Thousands are dying in Bihar due to kala azar, a deadly parasitic disease transmitted by the tiny sand fly. And a former minister says he knows how to battle the scourge.
According to C.P. Thakur, a former central minister and chairman of the Kala Azar Task Force in Bihar, over 100,000 people, mostly the poor, are suffering from this disease and thousands have already died this year.
"They are dying in thousands and silently. It is unlike when dozens died due to dengue in Delhi, creating a flutter," Thakur told IANS here.
The sand fly that transmits the disease multiplies in the cow dung villagers use liberally to plaster their shanties or as cow dung cakes for fuel.
The flies survive on the sap in banana and bamboo groves and the decomposed cow dung heaps. They make their home in the straw thatches of houses.
The disease is characterised by fever, weight loss, swelling of the spleen and liver and leads to cardiovascular complications resulting in death.
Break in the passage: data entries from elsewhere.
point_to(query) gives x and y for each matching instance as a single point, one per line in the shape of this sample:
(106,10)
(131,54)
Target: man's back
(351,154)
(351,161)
"A large number of patients in flood-prone north Bihar districts hardly report to health centres and die a silent death," said Thakur, an internationally reputed expert of kala azar.
He said the official figure of 30,000 kala azar cases is far from reality.
"Those are only the reported cases of kala azar. What about those cases that go unreported in rural areas? There was no figure available about them," Thakur said.
Early this year, Chief Minister Nitish Kumar set up the task force on kala azar headed by Thakur to suggest measures to eradicate the disease by 2010.
Thakur said that continued spraying of insecticides for at least five years in a phased manner and supervised administration of Amphotericin B could eliminate the disease.
"There is an urgent need for at least 100,000 vials of Amphotericin-B to control the rising incidence of kala azar. For a complete
elimination of the disease, over 500,000 vials are required," Thakur said.
Currently, 31 of 38 districts in Bihar are in the grip of the disease.
"Dengue deaths in Delhi has become a national issue, but deaths due to kala azar that has been regularly reported in rural Bihar hardly makes any news," he lamented.
Experts say poor living standards and unhygienic conditions make members of the Mushahar community of Dalits an easy prey to the disease.
The kala azar, medically known as Visceral Leishmaniasis, is also known as the poor man's disease because it affects the poorest of the poor.
According to sources in the state government, the World Bank, WHO and the Bill Gates Foundation have shown keen interest to fund the kala azar eradication programme.
Many of the worst kala azar hit areas of Bihar are the northern districts of Vaishali, Muzaffarpur, Sitamarhi, Sheohar and East and West Champaran.
Bihar last faced a kala azar epidemic in 1991 when 250,000 cases were reported. In 2000, the numbers were low but started rising from 2003.
The disease occurs in 62 countries, primarily in the developing world. Around 90 percent of world cases are found in India, Bangladesh, Nepal, Sudan and northeast Brazil.
Experts say over 60 percent of the cases in India are found in Bihar alone.